- Born: August 12, 1955 Montreal, Quebec, Canada
- Died: March 4, 2004 (aged 48) Halifax, Nova Scotia, Canada
- Education: Hampshire College
- Occupation: Environmental Activist
- Political party: New Democratic Party
- Spouse: Angela Bischoff

= Tooker Gomberg =

Canadian environmental activist

Tooker Gomberg (August 12, 1955 – March 4, 2004) was a Canadian politician and environmental activist. A native of Montreal, Quebec, a graduate of Herzliah High School and a liberal-arts graduate of Hampshire College (1980), Gomberg founded one of Canada's first curbside recycling programs in Montreal, and later moved to Edmonton, Alberta, where he created educational materials for Alberta's energy ministry and headed the EcoCity Society, an environmental agency. He served on the Edmonton city council from 1992 to 1995.

== Political career ==
In 1992, he was elected to Edmonton's city council. In 1995 he ran for re-election but was not elected. It is said his support for high-density development of the Little Brickyard in his home base of Riverdale lost him support among many of the people there. His stand was in line with his belief in built-up, not sprawling, urban centres.

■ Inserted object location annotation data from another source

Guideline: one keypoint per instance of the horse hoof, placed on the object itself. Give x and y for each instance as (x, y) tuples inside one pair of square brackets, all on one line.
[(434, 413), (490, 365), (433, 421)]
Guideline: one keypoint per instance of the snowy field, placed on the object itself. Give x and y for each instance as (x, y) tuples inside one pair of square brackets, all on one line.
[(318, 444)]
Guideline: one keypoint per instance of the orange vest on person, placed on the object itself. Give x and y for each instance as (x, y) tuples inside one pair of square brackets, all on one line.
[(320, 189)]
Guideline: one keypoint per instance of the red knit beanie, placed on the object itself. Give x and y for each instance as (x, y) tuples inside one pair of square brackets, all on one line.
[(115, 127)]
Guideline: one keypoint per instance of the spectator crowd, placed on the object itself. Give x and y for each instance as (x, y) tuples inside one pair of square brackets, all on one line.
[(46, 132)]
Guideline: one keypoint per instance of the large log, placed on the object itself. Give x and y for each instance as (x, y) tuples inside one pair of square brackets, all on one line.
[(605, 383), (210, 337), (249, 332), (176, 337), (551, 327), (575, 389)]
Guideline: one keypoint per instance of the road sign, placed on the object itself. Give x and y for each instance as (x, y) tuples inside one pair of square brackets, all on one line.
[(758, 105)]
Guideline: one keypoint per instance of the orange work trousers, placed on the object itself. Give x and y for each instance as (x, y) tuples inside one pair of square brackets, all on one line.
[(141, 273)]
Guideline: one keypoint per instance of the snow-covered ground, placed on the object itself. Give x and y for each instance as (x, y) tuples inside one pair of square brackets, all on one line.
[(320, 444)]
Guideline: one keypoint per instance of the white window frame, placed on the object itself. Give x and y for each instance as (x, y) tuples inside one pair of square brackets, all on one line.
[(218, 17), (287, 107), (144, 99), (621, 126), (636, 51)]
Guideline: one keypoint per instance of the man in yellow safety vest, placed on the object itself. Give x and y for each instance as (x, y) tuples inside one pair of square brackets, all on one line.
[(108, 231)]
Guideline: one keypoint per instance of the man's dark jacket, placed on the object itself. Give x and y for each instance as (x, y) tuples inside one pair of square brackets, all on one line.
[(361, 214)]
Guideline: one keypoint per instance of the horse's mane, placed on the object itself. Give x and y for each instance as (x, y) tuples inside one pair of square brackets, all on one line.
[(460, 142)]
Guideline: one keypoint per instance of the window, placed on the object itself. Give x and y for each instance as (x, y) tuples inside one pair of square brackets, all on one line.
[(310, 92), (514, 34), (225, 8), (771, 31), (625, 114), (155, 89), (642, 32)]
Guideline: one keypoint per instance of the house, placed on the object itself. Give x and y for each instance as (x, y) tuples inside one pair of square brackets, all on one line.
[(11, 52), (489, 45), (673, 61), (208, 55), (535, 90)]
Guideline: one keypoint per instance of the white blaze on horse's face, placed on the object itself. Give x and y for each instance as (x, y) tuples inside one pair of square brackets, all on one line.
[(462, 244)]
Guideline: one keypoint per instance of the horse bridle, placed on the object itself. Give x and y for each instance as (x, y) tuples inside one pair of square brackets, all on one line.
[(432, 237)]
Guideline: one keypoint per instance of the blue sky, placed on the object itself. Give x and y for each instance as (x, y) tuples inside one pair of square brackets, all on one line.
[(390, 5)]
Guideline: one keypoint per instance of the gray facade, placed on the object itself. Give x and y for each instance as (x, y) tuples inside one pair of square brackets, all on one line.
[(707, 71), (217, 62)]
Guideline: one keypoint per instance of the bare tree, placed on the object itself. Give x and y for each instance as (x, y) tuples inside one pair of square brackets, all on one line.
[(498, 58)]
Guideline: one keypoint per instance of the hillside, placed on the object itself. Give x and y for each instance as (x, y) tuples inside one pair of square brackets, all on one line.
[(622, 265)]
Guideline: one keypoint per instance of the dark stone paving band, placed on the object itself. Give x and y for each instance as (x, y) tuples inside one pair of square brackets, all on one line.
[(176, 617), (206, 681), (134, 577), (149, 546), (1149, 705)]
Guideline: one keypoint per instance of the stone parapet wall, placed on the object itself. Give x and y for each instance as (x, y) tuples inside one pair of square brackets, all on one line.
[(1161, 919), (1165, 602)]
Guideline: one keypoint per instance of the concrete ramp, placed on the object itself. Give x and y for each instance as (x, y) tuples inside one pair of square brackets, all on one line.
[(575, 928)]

He ran for the position of Mayor in the 1998 municipal election, placing fourth with 15 percent of the vote.

In 1997, he was the New Democratic Party candidate for the Montreal riding of Outremont.

=== Toronto mayoralty run ===
Gomberg then moved to Toronto, Ontario, where he ran for mayor in the 2000 municipal election. He received over 51,000 votes, but finished a distant second behind Mel Lastman who garnered over 80 per cent of the vote.

The campaign was nonetheless influential. Gomberg had been endorsed by urban guru Jane Jacobs, a longtime and influential resident of Toronto's Annex neighbourhood. Some of Gomberg's platform included advocacy of provincial powers for Toronto and tolls for downtown traffic, policies that re-emerged in the successful 2003 campaign of David Miller.

In the last days of the 2000 campaign, Lastman appeared with Canadian PM Jean Chrétien to promise nearly one billion dollars in social housing funding. After winning, one of Lastman's first acts was to appoint Jane Jacobs to the city's Charter Committee, which was seeking additional powers for the city (taking them from the province of Ontario). Both moves were generally attributed to the need to respond to Gomberg's insurgent campaign.

== Media ==
While in Toronto, Gomberg also hosted Eco-Freako, a webcast TV show. It ran for ten episodes.

== Activism and arrests ==
Gomberg was often controversial as an environmental activist, being arrested numerous times.

In June 2000, he was arrested at the World Petroleum Congress protests in Calgary. A protest march took him by the Suncor building, which was a violation of terms from an arrest at a Suncor protest in Northern Alberta. He was held for a couple of hours, then released. His was one of only three arrests at the WPC protests - the others being a street youth with outstanding warrants, and a woman who, when leaving the convergence centre was followed by police for several kilometers, stopped, and arrested for traffic violations.

He locked himself in a safe in Alberta premier Ralph Klein's constituency office as a protest against the province's stance on Kyoto.

He was also arrested in the Netherlands after breaking into the Volkel NATO Air Force base with 9 other anti-nuclear activists working to expose the presence of nuclear weapons in that country.

==Death==
On Thursday, March 4, 2004, Gomberg was reported missing to police, who later stated that he appeared to have jumped off the middle of the Angus L. Macdonald Bridge, in Halifax, Nova Scotia, in the early hours of the morning. He had left his partner a suicide note stating that he had "lost his chutzpah" and his bicycle and helmet were found on the bridge. His body was never found.

His partner, Angela Bischoff, suspects that his use of the antidepressant Remeron may have led to his decision to commit suicide. Gomberg had become increasingly agitated in his final weeks and his Remeron dosage had been increased to the maximum amount two days before his death. Three weeks later, U.S. Food and Drug Administration issued stronger warnings about a link between antidepressants and the risk of suicide, particularly in the weeks after a patient starts treatment or their dosage is increased. Health Canada later followed suit, and as of 2005, Remeron was listed in Health Canada's adverse drug reaction database.

Toronto activists advocated the establishment of a major East-West Bike lane, to be called the "Tooker", on Bloor Street, to honour the life of Tooker Gomberg.

Tooker Gomberg's brother Ben is, as of summer 2009, the head of the Chicago Department of Transportation's Bike (bicycle) Program.